Blame for the flabby tendency toward procrastination rests with the special advisers as well as with Truman. “Never force an issue,” they have told him. It is a defensive strategy that makes presidential leadership impossible.
Public approval of the way President Truman is handling the job has shown a sharp decline, according to a recent Gallup poll which records a slump from 87% approval in July, 1945, to 43% today. “The decline has been one of the sharpest ever noted in the popularity of a major public figure,” the pollsters observe. Roosevelt’s lowest rating in the poll was 50.5 prior to the outbreak of war.

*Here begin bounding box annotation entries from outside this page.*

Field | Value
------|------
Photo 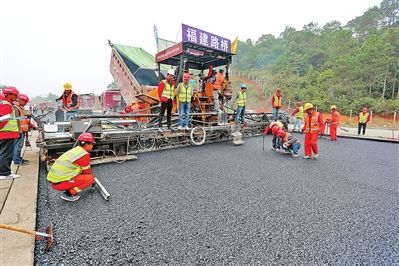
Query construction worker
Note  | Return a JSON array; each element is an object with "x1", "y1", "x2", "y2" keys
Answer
[
  {"x1": 158, "y1": 69, "x2": 176, "y2": 131},
  {"x1": 263, "y1": 121, "x2": 286, "y2": 151},
  {"x1": 291, "y1": 102, "x2": 303, "y2": 132},
  {"x1": 272, "y1": 88, "x2": 283, "y2": 121},
  {"x1": 302, "y1": 103, "x2": 324, "y2": 159},
  {"x1": 0, "y1": 86, "x2": 19, "y2": 179},
  {"x1": 189, "y1": 73, "x2": 197, "y2": 91},
  {"x1": 176, "y1": 73, "x2": 193, "y2": 130},
  {"x1": 56, "y1": 82, "x2": 79, "y2": 121},
  {"x1": 326, "y1": 105, "x2": 340, "y2": 141},
  {"x1": 12, "y1": 94, "x2": 35, "y2": 165},
  {"x1": 47, "y1": 132, "x2": 95, "y2": 201},
  {"x1": 122, "y1": 100, "x2": 139, "y2": 114},
  {"x1": 236, "y1": 83, "x2": 247, "y2": 124},
  {"x1": 357, "y1": 107, "x2": 370, "y2": 135},
  {"x1": 276, "y1": 129, "x2": 301, "y2": 157},
  {"x1": 213, "y1": 69, "x2": 224, "y2": 112}
]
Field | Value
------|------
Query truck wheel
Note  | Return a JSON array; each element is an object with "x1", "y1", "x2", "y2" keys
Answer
[{"x1": 190, "y1": 127, "x2": 206, "y2": 146}]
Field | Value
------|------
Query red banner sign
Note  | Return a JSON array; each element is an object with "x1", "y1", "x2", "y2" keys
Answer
[{"x1": 155, "y1": 43, "x2": 183, "y2": 63}]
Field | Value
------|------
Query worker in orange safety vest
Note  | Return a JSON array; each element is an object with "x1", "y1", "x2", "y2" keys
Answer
[
  {"x1": 47, "y1": 132, "x2": 95, "y2": 201},
  {"x1": 326, "y1": 105, "x2": 340, "y2": 141},
  {"x1": 263, "y1": 121, "x2": 286, "y2": 151},
  {"x1": 12, "y1": 94, "x2": 36, "y2": 165},
  {"x1": 302, "y1": 103, "x2": 324, "y2": 159},
  {"x1": 56, "y1": 82, "x2": 79, "y2": 121}
]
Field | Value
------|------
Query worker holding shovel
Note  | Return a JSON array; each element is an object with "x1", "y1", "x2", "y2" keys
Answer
[
  {"x1": 47, "y1": 132, "x2": 95, "y2": 201},
  {"x1": 326, "y1": 105, "x2": 339, "y2": 141}
]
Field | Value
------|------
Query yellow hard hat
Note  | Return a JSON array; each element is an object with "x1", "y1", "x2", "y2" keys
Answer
[
  {"x1": 64, "y1": 82, "x2": 72, "y2": 91},
  {"x1": 303, "y1": 103, "x2": 313, "y2": 111}
]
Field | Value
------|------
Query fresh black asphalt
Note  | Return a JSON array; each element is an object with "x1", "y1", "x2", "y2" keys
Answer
[{"x1": 35, "y1": 136, "x2": 399, "y2": 265}]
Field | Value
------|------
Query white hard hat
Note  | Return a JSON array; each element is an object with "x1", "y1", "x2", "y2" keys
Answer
[{"x1": 168, "y1": 69, "x2": 175, "y2": 76}]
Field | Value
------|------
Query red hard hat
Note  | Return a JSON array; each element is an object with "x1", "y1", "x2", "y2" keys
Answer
[
  {"x1": 3, "y1": 86, "x2": 19, "y2": 96},
  {"x1": 18, "y1": 94, "x2": 29, "y2": 102},
  {"x1": 272, "y1": 125, "x2": 279, "y2": 135},
  {"x1": 78, "y1": 132, "x2": 96, "y2": 143},
  {"x1": 276, "y1": 129, "x2": 285, "y2": 137}
]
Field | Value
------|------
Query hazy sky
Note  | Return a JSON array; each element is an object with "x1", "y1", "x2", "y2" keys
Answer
[{"x1": 0, "y1": 0, "x2": 382, "y2": 96}]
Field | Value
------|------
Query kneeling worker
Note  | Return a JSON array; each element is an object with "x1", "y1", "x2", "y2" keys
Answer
[{"x1": 47, "y1": 132, "x2": 95, "y2": 201}]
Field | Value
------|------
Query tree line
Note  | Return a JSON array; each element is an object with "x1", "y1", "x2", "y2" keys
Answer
[{"x1": 233, "y1": 0, "x2": 399, "y2": 113}]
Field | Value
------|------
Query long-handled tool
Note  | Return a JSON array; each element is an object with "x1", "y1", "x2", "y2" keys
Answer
[
  {"x1": 0, "y1": 224, "x2": 54, "y2": 251},
  {"x1": 94, "y1": 177, "x2": 111, "y2": 200},
  {"x1": 338, "y1": 126, "x2": 349, "y2": 132}
]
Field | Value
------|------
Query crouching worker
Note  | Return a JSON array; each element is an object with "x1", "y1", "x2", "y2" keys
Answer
[
  {"x1": 47, "y1": 133, "x2": 95, "y2": 201},
  {"x1": 277, "y1": 130, "x2": 301, "y2": 157},
  {"x1": 263, "y1": 121, "x2": 285, "y2": 151}
]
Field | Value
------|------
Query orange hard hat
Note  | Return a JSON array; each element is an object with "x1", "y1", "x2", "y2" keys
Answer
[
  {"x1": 276, "y1": 129, "x2": 285, "y2": 137},
  {"x1": 78, "y1": 132, "x2": 96, "y2": 143},
  {"x1": 272, "y1": 125, "x2": 279, "y2": 135},
  {"x1": 18, "y1": 94, "x2": 29, "y2": 102},
  {"x1": 3, "y1": 86, "x2": 19, "y2": 96}
]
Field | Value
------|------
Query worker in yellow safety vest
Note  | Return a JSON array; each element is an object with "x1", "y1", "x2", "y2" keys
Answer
[
  {"x1": 236, "y1": 83, "x2": 247, "y2": 124},
  {"x1": 47, "y1": 132, "x2": 95, "y2": 201},
  {"x1": 158, "y1": 69, "x2": 176, "y2": 131},
  {"x1": 0, "y1": 86, "x2": 19, "y2": 180},
  {"x1": 272, "y1": 88, "x2": 283, "y2": 121},
  {"x1": 291, "y1": 102, "x2": 303, "y2": 132},
  {"x1": 176, "y1": 73, "x2": 193, "y2": 130}
]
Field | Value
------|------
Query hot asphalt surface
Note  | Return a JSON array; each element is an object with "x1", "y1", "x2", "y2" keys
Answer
[{"x1": 35, "y1": 136, "x2": 399, "y2": 265}]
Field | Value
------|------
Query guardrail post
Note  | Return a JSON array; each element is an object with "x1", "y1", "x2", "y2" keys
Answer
[{"x1": 370, "y1": 110, "x2": 373, "y2": 123}]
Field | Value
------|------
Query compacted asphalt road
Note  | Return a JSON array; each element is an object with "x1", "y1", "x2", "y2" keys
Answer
[{"x1": 35, "y1": 135, "x2": 399, "y2": 265}]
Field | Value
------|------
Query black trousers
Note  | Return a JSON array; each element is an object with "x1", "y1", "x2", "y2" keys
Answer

The first practical sign of Truman’s standing in the public mind and heart will come this November, when the voters elect a new House of Representatives and 32 Senators. Truman himself wants to run for a second presidential term in 1948, and at the moment the Democratic Party has no one else to turn to. If the country chooses a Republican House, the chances against Truman’s winning the presidency, two years from now, will be dim. Such a vote would indicate that a strong tide is running against the Democrats, who have been in charge since 1933. Even if the country returns a Democratic Congress, however, Truman will face a difficult path, for the Democratic party is divided into two strong factions, a liberal-labor segment and a southern-conservative segment. The continuation of that division into 1948 might so weaken the Democratic party that it could not win.
In the meanwhile Truman will plod along in his effort to heal the enmities that keep him from accomplishment in the presidency—the enmity between Russia and the West, between industry and labor, between White House and Congress, and between Democrats on the left and Democrats on the right.